Large managed futures strategies, which have been the primary beneficiaries of investor interest returning to the segment in 2015, posted smaller declines than their smaller peers in May. Returns from funds with >$1 billion in AUM were -0.06% during the month, while smaller managers declined -0.14%. While not a large difference, this is a reversal of the breakdown of April’s declines where large managed futures funds produced much larger losses. However, they also produced much higher gains when the currency and commodity price trends were at their strongest.

Global macro hedge funds remain near flat in May

Global macro funds also appeared effected by the pause in currency and commodity trends in May, but were able to remain near flat, +0.05% during the month. Similar to their managed futures peers, large macro funds seemed more apt at altering positions in the shifting environment and were able to outperform smaller macro funds during the month, +0.17% and -0.01%, respectively.

Hedge Funds Returns

Activist funds have had a decent four-month stretch after a difficult start to 2015 and returned +1.12% in May. Since February, the activist hedge fund universe has produced average returns of +6.02% , leaving them +3.38% for the year, slightly outperforming the S&P 500.
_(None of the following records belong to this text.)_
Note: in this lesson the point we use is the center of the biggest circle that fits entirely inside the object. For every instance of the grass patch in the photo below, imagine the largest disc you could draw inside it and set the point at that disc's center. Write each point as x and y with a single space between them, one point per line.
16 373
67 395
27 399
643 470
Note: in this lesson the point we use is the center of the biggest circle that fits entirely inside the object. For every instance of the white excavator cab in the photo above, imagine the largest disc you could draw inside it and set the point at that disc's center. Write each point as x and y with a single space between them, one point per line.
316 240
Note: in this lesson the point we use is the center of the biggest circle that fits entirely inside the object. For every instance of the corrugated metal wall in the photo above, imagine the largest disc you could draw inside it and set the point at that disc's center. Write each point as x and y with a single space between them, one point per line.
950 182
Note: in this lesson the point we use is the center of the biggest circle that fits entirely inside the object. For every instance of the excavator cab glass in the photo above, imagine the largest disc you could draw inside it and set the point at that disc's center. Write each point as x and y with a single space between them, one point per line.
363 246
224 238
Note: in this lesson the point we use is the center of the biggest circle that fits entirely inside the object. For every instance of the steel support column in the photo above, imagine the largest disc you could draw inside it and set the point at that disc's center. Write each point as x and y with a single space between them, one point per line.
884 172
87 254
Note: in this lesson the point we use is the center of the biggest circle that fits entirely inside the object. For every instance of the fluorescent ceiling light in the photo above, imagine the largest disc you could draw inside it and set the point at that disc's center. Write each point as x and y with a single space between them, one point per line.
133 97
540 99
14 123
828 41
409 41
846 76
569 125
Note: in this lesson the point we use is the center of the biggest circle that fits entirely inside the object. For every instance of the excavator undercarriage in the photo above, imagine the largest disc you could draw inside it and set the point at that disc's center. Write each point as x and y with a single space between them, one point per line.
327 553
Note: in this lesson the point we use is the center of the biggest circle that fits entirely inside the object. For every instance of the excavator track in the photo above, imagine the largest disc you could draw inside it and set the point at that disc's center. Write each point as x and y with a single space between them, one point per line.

The volatility of returns from credit strategies has died down since the turn of the year, but returns remain mixed and losses apparent. The largest losses in May came from funds focused on sovereign debt and European credits. The rapid reversal and rise of German bund, and corporate credit yields across Europe, have likely played a role in credit strategies’ mixed returns. Despite losses, investors have continued to allocate to credit strategies in 2015, showing confidence in the level of opportunities being created around the world.

Hedge Funds Returns

Emerging markets continue to provide a diverse set opportunities for hedge funds. China-focused funds are up nearly 26% YTD, while Brazil funds are down more than 13%. Russia has been extremely volatile, impacted by commodity and geopolitical risks, but funds in the region are up nearly 26% as well.